Rogue sourit et abandonne sa posture défensive pour l'embrasser. Quand Remus commence à se dégager, il a la joie de se trouver fermement maintenu en place, sa bouche explorée avec bien plus de passion qu'à l'ordinaire. Il répond avec plaisir, et il se passe quelques délicieux moments avant qu'isl soient obligés de s'arrêter pour reprendre leur souffle.
"Alors tu n'est pas en colère contre moi ?" souffle-t-il, et il se sent rougir de nouveau. Rogue réclame un autre baiser profond, ses bras toujours serrés autour de la taille de Remus, avant de murmurer à son oreille,
"Ais-je l'air en colère ?" Remus secoue la tête, contemplant les yeux noirs brillants, les couleurs sur les pommettes pâles et le sourire qui joue sur ses lèvres minces.
"Non. Tu as l'air délicieux."
Severus lève les yeux au ciel mais ne dit rien, permettant que Remus pose sa tête sur son épaule avec un soupir de contentement. Encore plus de pluie grise crépite contre les vitres de la bibliothèque alors qu'ils savourent tranquillement la sensation de chaleur et de proximité engendrée par leur étreinte.
"Il ne pleuvait pas quand je suis parti de la maison" murmure-t-il.

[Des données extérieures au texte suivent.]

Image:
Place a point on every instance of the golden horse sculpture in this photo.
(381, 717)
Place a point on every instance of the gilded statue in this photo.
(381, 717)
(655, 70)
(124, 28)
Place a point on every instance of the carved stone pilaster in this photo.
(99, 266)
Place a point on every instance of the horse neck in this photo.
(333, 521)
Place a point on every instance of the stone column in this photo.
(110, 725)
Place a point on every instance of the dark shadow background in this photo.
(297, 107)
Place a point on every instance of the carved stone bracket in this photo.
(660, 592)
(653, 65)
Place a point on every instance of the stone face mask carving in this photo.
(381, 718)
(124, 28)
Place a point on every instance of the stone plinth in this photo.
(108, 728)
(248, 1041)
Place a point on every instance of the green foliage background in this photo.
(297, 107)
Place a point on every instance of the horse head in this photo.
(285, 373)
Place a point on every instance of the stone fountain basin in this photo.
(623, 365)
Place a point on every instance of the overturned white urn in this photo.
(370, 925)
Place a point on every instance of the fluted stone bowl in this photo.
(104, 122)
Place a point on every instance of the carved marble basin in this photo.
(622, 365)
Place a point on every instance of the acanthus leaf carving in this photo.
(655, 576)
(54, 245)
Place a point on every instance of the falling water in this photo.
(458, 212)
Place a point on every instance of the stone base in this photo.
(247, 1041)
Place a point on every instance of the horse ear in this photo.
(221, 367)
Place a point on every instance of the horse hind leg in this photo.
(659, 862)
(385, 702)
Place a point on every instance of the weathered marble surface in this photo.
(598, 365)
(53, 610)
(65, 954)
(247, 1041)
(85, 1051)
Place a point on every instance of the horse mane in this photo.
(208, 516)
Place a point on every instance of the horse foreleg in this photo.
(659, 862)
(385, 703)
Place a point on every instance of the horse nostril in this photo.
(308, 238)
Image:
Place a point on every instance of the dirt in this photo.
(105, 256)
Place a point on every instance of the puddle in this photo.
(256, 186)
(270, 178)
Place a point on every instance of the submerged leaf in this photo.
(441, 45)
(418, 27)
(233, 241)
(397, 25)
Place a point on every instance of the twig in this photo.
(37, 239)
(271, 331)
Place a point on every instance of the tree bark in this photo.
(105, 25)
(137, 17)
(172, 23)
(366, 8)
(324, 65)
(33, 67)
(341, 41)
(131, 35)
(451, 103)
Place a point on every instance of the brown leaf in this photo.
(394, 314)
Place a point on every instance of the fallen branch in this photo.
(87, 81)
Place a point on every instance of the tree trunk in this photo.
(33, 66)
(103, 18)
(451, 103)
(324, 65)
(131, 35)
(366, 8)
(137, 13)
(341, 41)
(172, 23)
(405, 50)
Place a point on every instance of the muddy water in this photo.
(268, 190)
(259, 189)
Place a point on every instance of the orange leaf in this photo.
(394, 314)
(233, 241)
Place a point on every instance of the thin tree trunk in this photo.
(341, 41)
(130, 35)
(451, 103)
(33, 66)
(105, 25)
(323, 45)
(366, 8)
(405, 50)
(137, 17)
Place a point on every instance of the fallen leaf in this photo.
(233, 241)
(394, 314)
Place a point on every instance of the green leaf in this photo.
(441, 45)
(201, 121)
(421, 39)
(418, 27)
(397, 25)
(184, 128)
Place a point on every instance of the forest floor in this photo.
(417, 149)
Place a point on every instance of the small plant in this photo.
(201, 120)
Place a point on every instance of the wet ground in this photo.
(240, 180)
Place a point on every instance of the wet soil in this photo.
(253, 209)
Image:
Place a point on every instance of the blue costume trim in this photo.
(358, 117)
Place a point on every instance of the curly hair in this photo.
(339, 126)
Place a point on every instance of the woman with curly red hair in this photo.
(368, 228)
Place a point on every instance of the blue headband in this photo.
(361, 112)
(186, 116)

"Tu réalises que le mauvais temps va encore nous empêcher de faire notre balade ? " Remus sourit quand Severus dit "notre" balade sur la falaise, qui est devenue une habitude dès les premiers moments de leur relation.
"Il faudra qu'on reste dedans, alors. Qu'est-ce que tu suggères, Severus ?"
"Échecs ?"
"Non, on a déjà établi qu'il te faut douze minutes et demie pour me battre."
"Transfiguronary ?"
"La dernière fois, tous tes bibelots ont explosé."
"Diagonopoly ?"
"Tu achètes Poudlard et le Ministère et tu fais ton rire maléfique quand je fais faillite."
"Arcanes ?"
"Je n'ai aucune chance aux cartes."
"Skrade ?"
"Ton dictionnaire prend toujours ton parti."
"Sexe ?"
Remus s'étouffe. Est-ce qu'il a entendu ce qu'il croit avoir entendu ? Un coup d'œil aux yeux de Severus confirme que oui. Le mot de trois lettres résonne aux oreilles de Remus, le murmure sensuel de la voix de Severus l'ayant déjà privé de ses facultés et gravement perturbé les battements de son cœur. Il parvient à répondre d'une voix égale tout en se penchant en arrière, se frottant le menton et faisant semblant de réfléchir.
"Hummm. Ça fait un bail que je n'ai pas joué à ce jeu-là, tu vas devoir m'en rappeler les règles."
Severus sourit maintenant d'un sourire de prédateur alors qu'il se penche pour l'embrasser sur les lèvres, puis descend lentement le long de son menton et de sa mâchoire jusqu'à ce qu'il atteigne son oreille, où il s'arrête pour murmurer ;
"De la façon dont je joue, Lupin, il n'y a pas de règles."
1 Note de la traductrice : tous les fromages dévorés si joyeusement par Harry sont typiquement anglais. Le lecteur francophone pourra se laisser aller à imaginer à la place de délicieux morceaux de ses fromages préférés – Merlin m'est témoin que ce n'est pas ce qui manque… Pour ma part, un peu de salers entre-deux, quelques tranches de manchego curado et un cabécou bien crémeux suffisent à mon bonheur.